Nel tardo pomeriggio di mercoledì 12 agosto 2026 il cielo offrirà un appuntamento astronomico particolarmente atteso. Anche da Lecco sarà possibile osservare un’eclissi solare parziale, con una copertura del disco solare che in Lombardia arriverà a circa 93%. Il fenomeno si verificherà a ridosso del tramonto, in una fascia oraria compresa tra le 19.30 e le 20.40.
L’eclissi sarà provocata dal progressivo passaggio della Luna tra la Terra e il Sole. La sua ombra oscurerà quindi una parte del disco solare, creando l’impressione di un forte calo della luce. Nella stessa notte è previsto anche il massimo dello sciame meteorico delle Perseidi, noto anche come Stelle cadenti o Lacrime di San Lorenzo, atteso tra il 12 e il 13 agosto.
Perché gli occhiali da sole non bastano
Il Ministero della Salute ha diffuso indicazioni specifiche per assistere all’eclissi senza mettere a rischio la vista. L’osservazione diretta del Sole, anche per pochi secondi e durante la fase parziale, può provocare la retinopatia solare, una lesione permanente delle cellule della retina causata dalle radiazioni. Il danno può non provocare dolore immediato, mentre i disturbi visivi possono comparire soltanto dopo alcune ore o nei giorni successivi.
Per questo motivo, gli occhiali da sole non sono considerati una protezione adeguata, neppure se indossati sovrapposti.
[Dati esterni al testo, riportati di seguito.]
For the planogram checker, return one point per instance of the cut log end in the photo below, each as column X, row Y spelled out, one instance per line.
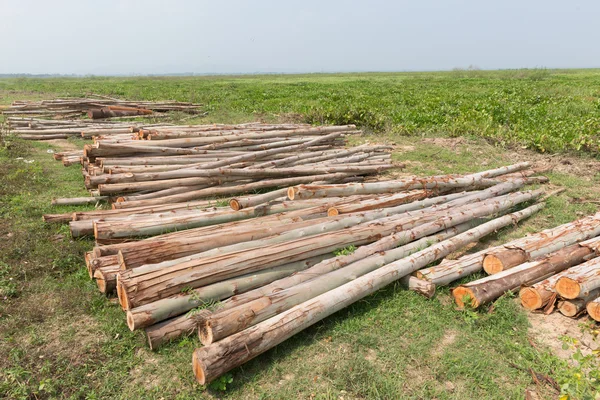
column 492, row 264
column 198, row 367
column 291, row 193
column 530, row 298
column 568, row 309
column 495, row 263
column 462, row 294
column 235, row 204
column 568, row 288
column 593, row 309
column 205, row 333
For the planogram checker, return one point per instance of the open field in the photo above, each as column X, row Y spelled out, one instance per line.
column 59, row 338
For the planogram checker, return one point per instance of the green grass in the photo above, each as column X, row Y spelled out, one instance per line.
column 548, row 110
column 59, row 338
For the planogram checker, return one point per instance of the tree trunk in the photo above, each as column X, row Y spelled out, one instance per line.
column 580, row 280
column 487, row 289
column 214, row 360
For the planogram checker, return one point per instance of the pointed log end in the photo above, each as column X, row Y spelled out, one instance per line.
column 567, row 308
column 235, row 205
column 291, row 193
column 463, row 294
column 593, row 309
column 205, row 332
column 492, row 264
column 100, row 281
column 530, row 298
column 131, row 321
column 567, row 288
column 198, row 367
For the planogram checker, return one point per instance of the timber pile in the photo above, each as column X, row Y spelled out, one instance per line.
column 96, row 107
column 556, row 268
column 180, row 164
column 46, row 129
column 266, row 262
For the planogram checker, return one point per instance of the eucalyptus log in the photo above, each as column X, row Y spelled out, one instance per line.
column 214, row 360
column 573, row 308
column 593, row 309
column 491, row 287
column 538, row 245
column 580, row 280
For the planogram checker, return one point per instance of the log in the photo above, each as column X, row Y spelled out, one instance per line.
column 593, row 309
column 152, row 313
column 545, row 242
column 580, row 280
column 573, row 308
column 487, row 289
column 196, row 273
column 214, row 360
column 230, row 321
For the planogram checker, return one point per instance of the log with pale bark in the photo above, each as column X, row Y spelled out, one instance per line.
column 543, row 243
column 212, row 361
column 138, row 290
column 485, row 290
column 575, row 307
column 580, row 280
column 593, row 309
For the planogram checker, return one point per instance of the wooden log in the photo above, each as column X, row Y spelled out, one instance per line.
column 214, row 360
column 573, row 308
column 593, row 309
column 76, row 201
column 152, row 313
column 487, row 289
column 545, row 242
column 106, row 278
column 580, row 280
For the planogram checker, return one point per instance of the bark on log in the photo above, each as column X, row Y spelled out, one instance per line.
column 573, row 308
column 545, row 242
column 214, row 360
column 580, row 280
column 487, row 289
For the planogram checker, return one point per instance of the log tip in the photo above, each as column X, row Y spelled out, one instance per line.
column 291, row 193
column 198, row 367
column 332, row 212
column 463, row 294
column 235, row 205
column 567, row 288
column 530, row 298
column 492, row 264
column 593, row 309
column 205, row 332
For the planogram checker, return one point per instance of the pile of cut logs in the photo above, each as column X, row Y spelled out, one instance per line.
column 96, row 107
column 558, row 267
column 46, row 129
column 181, row 164
column 264, row 268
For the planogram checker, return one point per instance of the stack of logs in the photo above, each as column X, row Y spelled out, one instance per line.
column 47, row 129
column 265, row 269
column 187, row 164
column 96, row 107
column 558, row 267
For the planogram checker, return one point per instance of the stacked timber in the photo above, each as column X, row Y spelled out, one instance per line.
column 155, row 169
column 96, row 107
column 45, row 129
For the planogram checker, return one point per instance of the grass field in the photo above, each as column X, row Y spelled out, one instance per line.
column 59, row 338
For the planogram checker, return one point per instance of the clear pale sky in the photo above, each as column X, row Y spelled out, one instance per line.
column 235, row 36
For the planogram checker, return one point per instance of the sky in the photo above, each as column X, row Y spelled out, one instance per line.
column 112, row 37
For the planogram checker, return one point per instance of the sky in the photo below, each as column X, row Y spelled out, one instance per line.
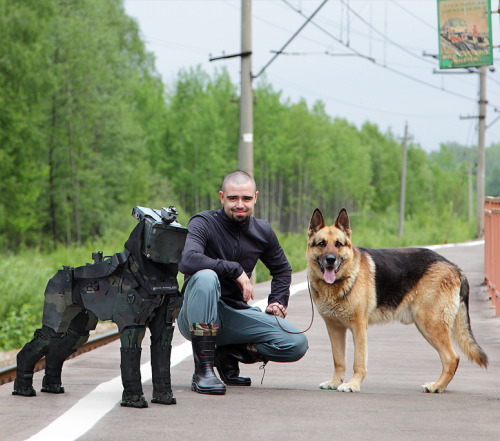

Il Ministero raccomanda di utilizzare esclusivamente appositi occhialini per eclissi, i cosiddetti Eclipse Glasses, purché certificati secondo la norma ISO 12312-2. Devono essere indossati in modo continuativo durante l’osservazione diretta del fenomeno.
La supervisione per bambini e ragazzi
Sono da evitare anche pellicole radiografiche, filtri costruiti in casa, occhiali da saldatore, oculari di fotocamere e qualunque altro dispositivo non progettato e certificato per questo scopo. Questi strumenti, secondo le indicazioni sanitarie, non garantiscono una schermatura sufficiente delle radiazioni solari.
Bambini e ragazzi sono considerati più esposti al rischio, sia per la maggiore vulnerabilità degli occhi sia per l’attrazione esercitata dal fenomeno. La loro osservazione dovrà quindi avvenire sotto la supervisione costante di un adulto, che dovrà verificare il corretto e continuativo utilizzo degli occhialini. In caso di alterazioni della vista, anche lievi, nelle ore o nei giorni successivi, il consiglio è di rivolgersi immediatamente a un medico oftalmologo.